Generally, the name format of the pv generated automatically is pvc-xxxxxxxxx, which is easy to confuse here.

11.2 Disk mounting fails

11.2.1 Ensure that `volumeattachment` resources exist

In order to successfully mount the disk, first, you need to make sure that the volumeattachment resource exists, and check the information of the node to confirm whether it is currently handled by kubelet or controller-manager.

The kubelet disk mounting method has defects. At present, k8s recommends using the controller-manager for disk mounting. The specific viewing and conversion methods can refer to this document [Section 6.1](#_61- Manually modify the node for controller-manager mounting)
If kubelet is responsible for disk mounting, and the pod log shows the situation of the volumeattachment resource does not exist, you can manually add a new volumeAttachment with the same name according to the yaml file provided in the document VolumeAttachment File Example.
If it is controller-manager responsible for disk mounting, you need to confirm whether the k8s version is 1.17.1-1.17.7 or 1.18.1-1.18.4. These versions controller-manager disk mounting has a performance problem .
Controller-manager log viewing method, log in to three master nodes, execute journalctl -fu kube-controller-manager to view, note that only one Master’s controller-manager in the three master nodes is a leader, which is actually working.
Kubelet log viewing method. You need to log in to the target node and execute journalctl -fu kubelet

11.2.2 Ensure that the disk is successfully mounted

First, you need to make sure that the status of volumeattachment is true.
If the state is not true, you can check whether there is an error in the disk mounting process in csi-controller.
If the state is true, you need to confirm in the console that the udisk is indeed mounted to the target host. If you confirm there are problems, you can contact technical support.
Also, at this time, you need to confirm that there is only one corresponding volumeattachment. Because udisk only allows single point mounting, and us3 allows multi-point mounting due to its nature, and there are no restrictions.

11.3 Disk mount problem

First, you need to confirm the corresponding drive letter of the disk. udisk mounting is limited by the implementation principle. In some special cases, the drive letter seen on the page and the actual drive letter may be inconsistent.
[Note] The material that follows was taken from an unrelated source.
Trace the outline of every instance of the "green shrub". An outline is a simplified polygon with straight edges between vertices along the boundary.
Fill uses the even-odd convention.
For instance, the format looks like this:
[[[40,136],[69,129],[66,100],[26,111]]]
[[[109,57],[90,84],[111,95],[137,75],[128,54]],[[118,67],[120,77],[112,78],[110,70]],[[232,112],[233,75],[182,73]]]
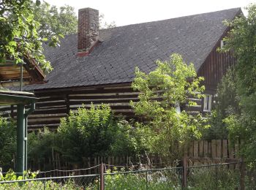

The correspondence of the drive letter can be viewed from the /sys/block/vdx/serial File. udisk-csi has implemented this logic, there will be no wrong disk mounting occurring, but manual troubleshooting needs to understand this.
After confirming the corresponding drive letter of the disk, you can view the mounting path through mount |grep pv-name.
udisk implements globalmount and pod mount paths according to the csi standard, so under normal circumstances you will see two mount paths for a udisk, one ending with globalmount and one ending with mount.
us3 only implements pod mount path, so you can only see one mount path, and us3 also doesn’t need to confirm the disc drive.

Slow disk mount caused by fsGroup

Many users will encounter a problem of slow disk mount. First, confirm whether fsGroup is set, and whether there are a large number of small files in the disk. If both conditions are met, it may cause slow mounting.

11.3 Denied permissions of the mounted directory

If the pod sets securityContext.fsGroup and the storage class does not have fsType (it is by default), kubelet will not be able to set the permissions correctly, which will result in a permission denied error.